I am inspired to write about doing pastoral ministry in the suburbs from a set of tweets by author/blogger Hannah Anderson, who was encouraging her husband to blog about pastoral ministry in rural VA, I believe. I also find that it can helpful to talk out my ideas (hopefully a few successes and probably a bunch of failures). I have also found that there aren’t a ton of resources talking specifically about the issues and challenges that suburban churches face.
Now, I know that some people could easily object to the claim about the lack of resources for suburban churches: “99.9% of what is written and sold to Christians is specifically for suburban Christians and/or churches!!” But here’s why I think most books written through Christian publishers fall flat for actually helping suburban churches.
1. Theologically Shallow. Let’s be honest, if you take a quick glance at any of the sales brochures from Christian Book Distributors or even take a look at the Amazon best seller for Christian Books and Bibles you should be…well…underwhelmed. I can’t ever remember in my whole life as a Christian when a problem was solved with shallow theology.
2. Focus on Externals. Someone left a book in our church’s lost and found entitled something to the effect of, “12 Keys for Church Growth.” The cover indicated that it was clearly a book from the 80’s. So I cracked it open, curious to see what someone promoting “church growth” in the 80’s said were the keys. And predictably, it was pretty much was the same externally-focused things as you might find in a church growth book today: have a big enough parking lot, enough seating, etc. etc.
This doesn’t help. It really doesn’t help because churches thrive all over the place, some with adequate parking, some with terrible parking situations. When Heather and I attended Sojourn Community Church at its Midtown Campus, the parking was less than ideal. And yet, the church was still packed out inside. Sure, it can be helpful to have a large facility and a large budget. But what I have been finding is that, just like in helping the poor, throwing money at a ministry “problem” doesn’t necessarily fix it. How does money make a difference when a wife finds out about her husband’s adultery? Only solid, supportive relationships and sound words from the Bible over the long haul can really make a difference. I know that I need to forego the temptation to believe that money solves problems. It can be a help, for sure, but it doesn’t replace ministry to real people.
3. Models Don’t Work. Being the Community Groups pastor, I have read numerous books, blog posts, and articles on small groups. After all that reading I have come to one conclusion: models don’t work. If you read over at Christianity Today, their small group site offers ten different models for small groups. The problem is that what works in one context may not work in another. There can even be wide variances of culture, socio-economic status, and race even within the same town! So merely reading up on a few good models and then selecting the “right one” for your context probably won’t work. Or least it hasn’t for me.

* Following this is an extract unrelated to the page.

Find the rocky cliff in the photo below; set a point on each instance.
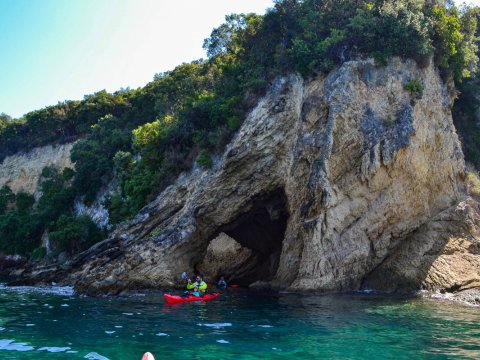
(22, 171)
(338, 183)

Furthermore, real ministry has a ton of exceptions. Since we’ll on the topic of small groups, let’s stay right there. We try to be loosely geographically-based. That way people don’t have to commute to small group just like they commute everywhere else. What do you do with the exceptions, however? How strict do you keep your geography? For example, someone visits the church and gets plugged into serving in the Children’s Ministry. Hitting it off with another one of the volunteers, they are invited to a small group. It’s on the opposite side of the county. Do we still allow them to attend even though they’re not close geographically?
So what I have come to believe is that models don’t really matter. People matter. Training competent leaders, who are have high character, matters the most. Investing in people yields way more spiritual fruit than building a certain structure or model. What matters is the discipling of people.
Our take missions. If you closely examined our church’s missions budget, you’d find it a veritable history of the different missiological emphases from the 1980’s until today: the 10/40 Window, indigenous missionaries, unreached people groups, etc. It’s hard to know who to support in missions when tied to a particularly strategy, especially when so many good candidates cross your desk. So we decided as a missions committee to have a strategy tied to people not to a particular method of evangelism, church planting, or missions. This provides for us enough flexibility to support those people we believe that God is working through to advance the gospel across the globe. We could miss out on tremendous ministries if we become too tied to a particular way of doing missions. Methods do matter, but not as much as people.
Conclusion
Investment in people is what matters. It’s almost as if the Great Commission is true! The essence what the church should do is “make disciples.” We do that by proclaiming the gospel to people (“Go” and “baptizing”–the logical follow up evangelism). Then “teaching” them all about who Jesus is and what he’s done. That must occur primarily in the context of relationships found within the church.